David Eddings' The Belgariad and The Malloreon - he writes five-book trilogies, if you can believe it
Madeliene L'Engle - anything
Anne McCaffrey - The Dragonriders of Pern series is wonderful but as she got older and lost her talent, they go dowhill. Still, you have lots of books before the inevitable happens.
Thomas Harris - Those sick Hannibal Lecter books... very educational but not to be read at night.
Tom Clancy - The Hunt for Red October made a better movie, the book was WAY too technical. But Patriot Games and Debt of Honor need all 800 or so pages and are also quite educational.
Leo Frankowski - He wrote a not-so-well known series, The Cross-Time Engineer. A guy in 1980s Poland goes hiking in the Lower Beskids and ends up in 1340s Poland, ten years before the Mogolian Horde shows up. A-MAZing!
Diana Gabaldon - OK, if you can ignore the real awful sex scenes (and they don't come up right away), then it is well worth reading. It's a series, too, but as time wears on, it becomes abundantly clear that the void she is trying to fullfill though writing really could be readily solved with a well-made dildo. Sorry. But the Scottish history described within is worth skipping a few pages here and there of "he reached out and grabbed my heaving right breast".

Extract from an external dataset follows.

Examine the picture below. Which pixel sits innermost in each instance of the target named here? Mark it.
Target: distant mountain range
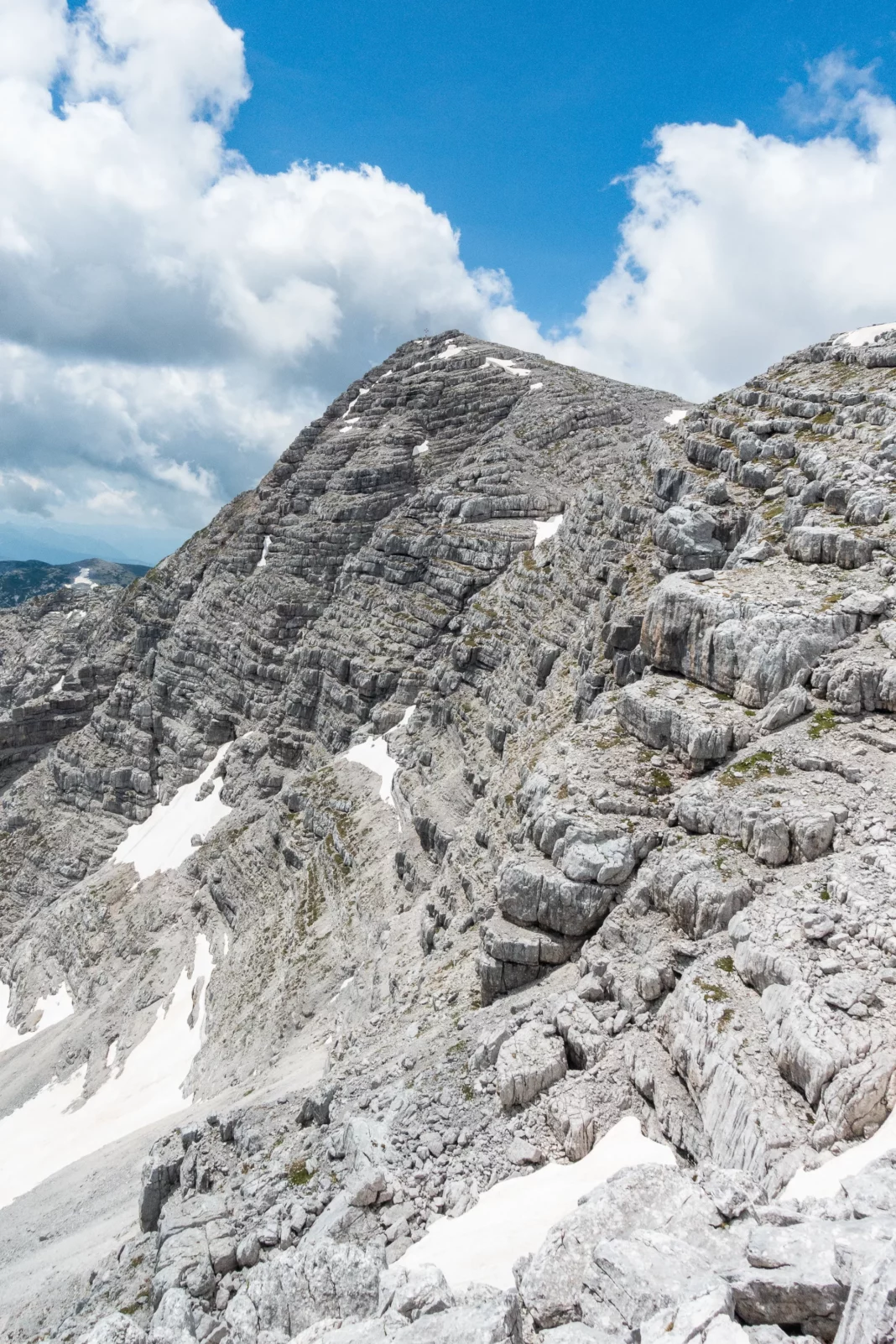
(53, 547)
(20, 580)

Elizabeth Scarborough - Very cool fun reading. Fantasy, of course. That is how I started, reading science fiction and fantasy.
Piers Anthony - He's written bloody boatloads of books. I'm not kidding, heaps. This doesn't mean you should read all of them. However, the series Incarnations of Immortality are completely worth it. The first book is On a Pale Horse, about Thanatos, the Incarnation of Death. Surprise! It is an office, not a person. You have the other incarnations as well - Time (Chronos), War (Aries or Mars), Fate (Atrpos, who cuts the threads, Lachises, who places the threads, and Clotho who spins and measures the threads for the Tapestry of Life), Nature (Gaea). The titles give away which character is featured - Bearing an Hourglass, With a Tangled Skein, Weilding a Red Sword, Being a Green Mother, For Love of Evil and the last book in the series, And Eternity. This illustrates a lot of interesting things, each Incarnations' struggle with their own baliwick, the struggle between Good (God) and Evil (Satan), God's indifference to everything. There are little bits of weirdness, as Piers Anthony is pretty weird, but the books are excellent.
John Grisham - what more need I say?
Dava Sobel - a new discovery. She wrote Longitude and Galileo's Daughter, but her best book to me is Planets, an incredible mix of knowledge and music and poetry:
"At totality, when the Moon is a pool of soot hiding the bright solar sphere, and the sky deepens to a crepescular blue, the Sun's magnificent corona, normally invisible, flashes into view. Pearla nd platinum-coloured streamers of coronal gas surrond the vanished Sun like a jagged halo. Long red ribbons of electrified hydrogen leap from behind the black Moon and dance in the shimmering corona. All these rare, incredible sights offer themselves to the naked eye, as totality provides the only safe time to gaze at the omnipotent Sun without fear of requital in blindness."
Tell me that is not incredibly visual!